Here's how the method operates:

• Check the midpoint of the interval.
• Determine which half-interval contains a root, by evaluating the function's sign at the midpoint.
• Repeat this process until the interval is sufficiently small, satisfying the given convergence criterion, \(|x_{k} - x_{k-1}| < 10^{-10}|\).

The bisection method is very robust because it always converges if the function is continuous and initially has opposite signs at the ends of the interval. However, it may not be the quickest method since it proceeds with a linear rate of convergence.

Fixed Point Iteration

Fixed point iteration is a numerical method that transforms an equation into a fixed-point form and iteratively solves for the root. This technique involves rewriting the problem, \(x + \ln x = 0\), to \(x = g(x)\). For effective application, \(g(x)\) should satisfy the conditions of the Fixed Point Theorem, ensuring convergence.
To ensure the root of the equation using fixed point iteration, the derived function \(g(x)\) must have a derivative whose absolute value is less than 1 over the interval of interest. Initializing with \(x_0 = 0.5\),

• Apply the function \(g(x)\) iteratively.
• Generate new approximations \(x_{n+1} = g(x_n)\).
• Check if the root meets the convergence criterion of \(|x_{k} - x_{k-1}| < 10^{-10}|\).

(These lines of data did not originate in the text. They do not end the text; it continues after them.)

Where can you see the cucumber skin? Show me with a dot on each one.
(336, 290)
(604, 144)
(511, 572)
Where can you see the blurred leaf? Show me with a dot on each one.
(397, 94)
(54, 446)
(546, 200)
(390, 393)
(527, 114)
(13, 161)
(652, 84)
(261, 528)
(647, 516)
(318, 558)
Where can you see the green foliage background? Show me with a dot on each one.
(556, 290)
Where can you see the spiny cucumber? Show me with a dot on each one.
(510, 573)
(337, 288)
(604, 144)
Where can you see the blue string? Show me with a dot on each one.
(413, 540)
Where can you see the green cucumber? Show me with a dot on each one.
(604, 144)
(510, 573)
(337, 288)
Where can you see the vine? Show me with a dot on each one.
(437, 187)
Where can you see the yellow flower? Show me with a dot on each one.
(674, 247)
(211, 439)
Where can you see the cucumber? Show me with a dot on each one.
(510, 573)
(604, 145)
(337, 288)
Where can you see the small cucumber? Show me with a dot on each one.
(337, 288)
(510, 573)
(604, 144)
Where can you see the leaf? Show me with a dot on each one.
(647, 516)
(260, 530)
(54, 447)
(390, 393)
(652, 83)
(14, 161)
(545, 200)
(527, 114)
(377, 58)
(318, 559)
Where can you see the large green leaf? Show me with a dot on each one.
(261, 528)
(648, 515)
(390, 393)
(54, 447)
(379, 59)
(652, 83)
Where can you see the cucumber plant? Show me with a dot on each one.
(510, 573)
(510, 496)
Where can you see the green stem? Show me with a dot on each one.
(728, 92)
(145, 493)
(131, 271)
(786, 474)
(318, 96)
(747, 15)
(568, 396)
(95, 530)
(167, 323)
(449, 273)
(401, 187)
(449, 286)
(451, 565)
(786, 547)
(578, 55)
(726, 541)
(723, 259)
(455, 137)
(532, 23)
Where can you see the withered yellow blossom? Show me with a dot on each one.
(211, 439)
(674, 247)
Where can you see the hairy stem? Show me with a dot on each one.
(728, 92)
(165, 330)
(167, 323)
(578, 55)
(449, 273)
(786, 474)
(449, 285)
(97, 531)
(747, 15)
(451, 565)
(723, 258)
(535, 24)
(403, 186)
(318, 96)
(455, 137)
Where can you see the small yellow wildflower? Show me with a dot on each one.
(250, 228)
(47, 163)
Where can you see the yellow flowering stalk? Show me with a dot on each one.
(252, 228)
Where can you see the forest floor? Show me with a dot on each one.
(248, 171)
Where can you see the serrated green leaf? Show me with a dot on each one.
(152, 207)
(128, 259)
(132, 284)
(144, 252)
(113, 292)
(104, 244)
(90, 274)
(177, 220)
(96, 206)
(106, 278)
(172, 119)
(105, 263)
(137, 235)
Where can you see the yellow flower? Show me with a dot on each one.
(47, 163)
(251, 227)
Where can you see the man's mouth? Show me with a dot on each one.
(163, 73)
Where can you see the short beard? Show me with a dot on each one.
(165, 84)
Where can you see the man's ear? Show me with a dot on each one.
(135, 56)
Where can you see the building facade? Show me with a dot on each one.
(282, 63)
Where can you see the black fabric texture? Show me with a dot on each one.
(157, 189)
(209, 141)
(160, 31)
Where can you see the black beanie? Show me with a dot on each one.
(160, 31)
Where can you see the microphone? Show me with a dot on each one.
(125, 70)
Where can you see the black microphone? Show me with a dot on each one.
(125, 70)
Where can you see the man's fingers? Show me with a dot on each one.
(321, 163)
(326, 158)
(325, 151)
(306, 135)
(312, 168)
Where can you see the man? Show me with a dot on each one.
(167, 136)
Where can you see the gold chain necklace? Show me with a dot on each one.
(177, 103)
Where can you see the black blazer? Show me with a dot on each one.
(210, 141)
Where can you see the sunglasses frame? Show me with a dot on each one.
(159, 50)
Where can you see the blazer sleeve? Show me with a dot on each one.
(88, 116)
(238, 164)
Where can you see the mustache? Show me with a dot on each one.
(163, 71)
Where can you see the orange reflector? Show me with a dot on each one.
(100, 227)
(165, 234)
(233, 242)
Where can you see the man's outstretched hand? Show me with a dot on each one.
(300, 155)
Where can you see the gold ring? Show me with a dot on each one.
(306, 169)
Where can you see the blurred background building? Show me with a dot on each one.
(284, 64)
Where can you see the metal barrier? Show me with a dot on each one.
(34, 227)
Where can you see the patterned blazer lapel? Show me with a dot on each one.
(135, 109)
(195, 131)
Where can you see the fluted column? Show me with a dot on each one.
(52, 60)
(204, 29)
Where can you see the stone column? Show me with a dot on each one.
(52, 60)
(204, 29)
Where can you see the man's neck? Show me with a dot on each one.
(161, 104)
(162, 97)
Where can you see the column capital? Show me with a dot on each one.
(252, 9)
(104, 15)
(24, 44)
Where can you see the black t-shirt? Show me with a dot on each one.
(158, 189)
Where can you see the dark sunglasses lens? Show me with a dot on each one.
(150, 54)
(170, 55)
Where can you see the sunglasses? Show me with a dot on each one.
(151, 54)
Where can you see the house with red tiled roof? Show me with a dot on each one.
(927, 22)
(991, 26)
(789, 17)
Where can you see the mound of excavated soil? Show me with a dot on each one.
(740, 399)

Fixed point iteration can be easy to implement and understand but may exhibit slow convergence, especially if the function does not meet the theorem's strict criteria.

Newton's Method

Newton's method, also known as the Newton-Raphson method, is a powerful numerical tool for finding successively better approximations to the roots of a real-valued function. It is highly regarded for its rapid (quadratic) convergence when an appropriate initial guess is chosen.
The method involves the use of the tangent of the function at a given point to estimate the root. Here's how you would apply Newton's method:

• Start with an initial guess, \(x_0 = 0.5\), close to where the root is expected.
• Derive the function \(f(x) = x + \ln x\) to find the tangent line of the curve.
• Update the approximation using the formula \(x_{n+1} = x_n - \frac{f(x_n)}{f'(x_n)}\) until the tolerance \(|x_{k} - x_{k-1}| < 10^{-10}|\).

Newton's method is efficient and preferred in many cases due to its speed of convergence. However, its efficacy heavily depends on the choice of the initial guess and requires derivative calculations, which can be complex for certain functions.

Secant Method

The secant method is similar to Newton's method but does not require the computation of derivatives, making it simpler when derivatives are difficult to find. Instead of tangents, secant lines are used to approximate the curve of the function.
Implementing the secant method involves:

• Starting with two initial guesses, \(x_0 = 0.5\) and \(x_1 = 0.6\).
• Using these points to form a secant line and calculate the new approximate root \(x_{n+1} = x_n - \frac{f(x_n)(x_n - x_{n-1})}{f(x_n) - f(x_{n-1})}\).
• Continue iterations until the convergence criterion, \(|x_{k} - x_{k-1}| < 10^{-10}|\), is met.

The secant method provides superlinear convergence and is a noteworthy choice when a derivative is unavailable or inconvenient to compute. Nevertheless, it generally converges slower than Newton's method.